Acupuncture is one piece of a complete medical system known as Traditional Chinese Medicine (TCM), which dates back over 3,000 years. Acupuncture is the insertion and manipulation of sterile, single-use, flexible, hair-thin needles at specific points along energetic pathways of the body called meridians.  This is done to improve physiological function and promote the innate healing ability of your body.

In Traditional Chinese Medicine, the body's vital energy (qi) flows in a regular pattern, along energetic pathways known as meridians, that are similar to the blood vessels that carry nutrients to all parts of the body.  Qi, similar to blood, nourishes all systems of the body and mind and promotes optimal communication among the organs and body systems. 

Traditional Chinese Medical theory is a holistic model, where nothing is seen in isolation, but in functional relativity to the whole.
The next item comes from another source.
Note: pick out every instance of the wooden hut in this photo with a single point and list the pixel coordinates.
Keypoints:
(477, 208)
Disease is treated by treating the root of the problem, or the origin of disharmony, and by doing so restores health to the person as a whole.

In a healthy person, all systems of the body and mind work together to function smoothly and there are no symptoms of illness or discomfort. Pain and illness arise out of imbalances or blockages within the system. A blockage is like a boulder in a stream; prior to the boulder being there, water flowed smoothly.  Once a boulder blocks or impedes the flow of water it is altered and can be stopped, creating stagnant pools or an altered flow of water.  It is the same in our bodies, when the flow of energy is blocked or altered, stagnation, pain occur and nutrients may not reach parts of the body they are needed.  I like to tell my patients that in Oriental Medicine, we move boulders!  


There are many ways that the body can have an imbalance created as a result of the various physical and mental stresses of daily life such as trauma, overwork, inadequate rest, improper diet, environmental pollution, bacteria, viruses, and excess emotional stress and worry. Acupuncture addresses this by stimulating different points on the body to restore the smooth flow of qi, (or water for those who like the analogy).

From a western standpoint, acupuncture points stimulate the nervous system to release endorphins and other chemicals in the muscles, spinal cord, and brain. These chemicals can change the experience of pain, will trigger the release of  hormones which then influence the body's own internal regulating system.  Ultimately acupuncture stimulates the body to return to a state of homeostasis and promotes the body's ability to heal itself.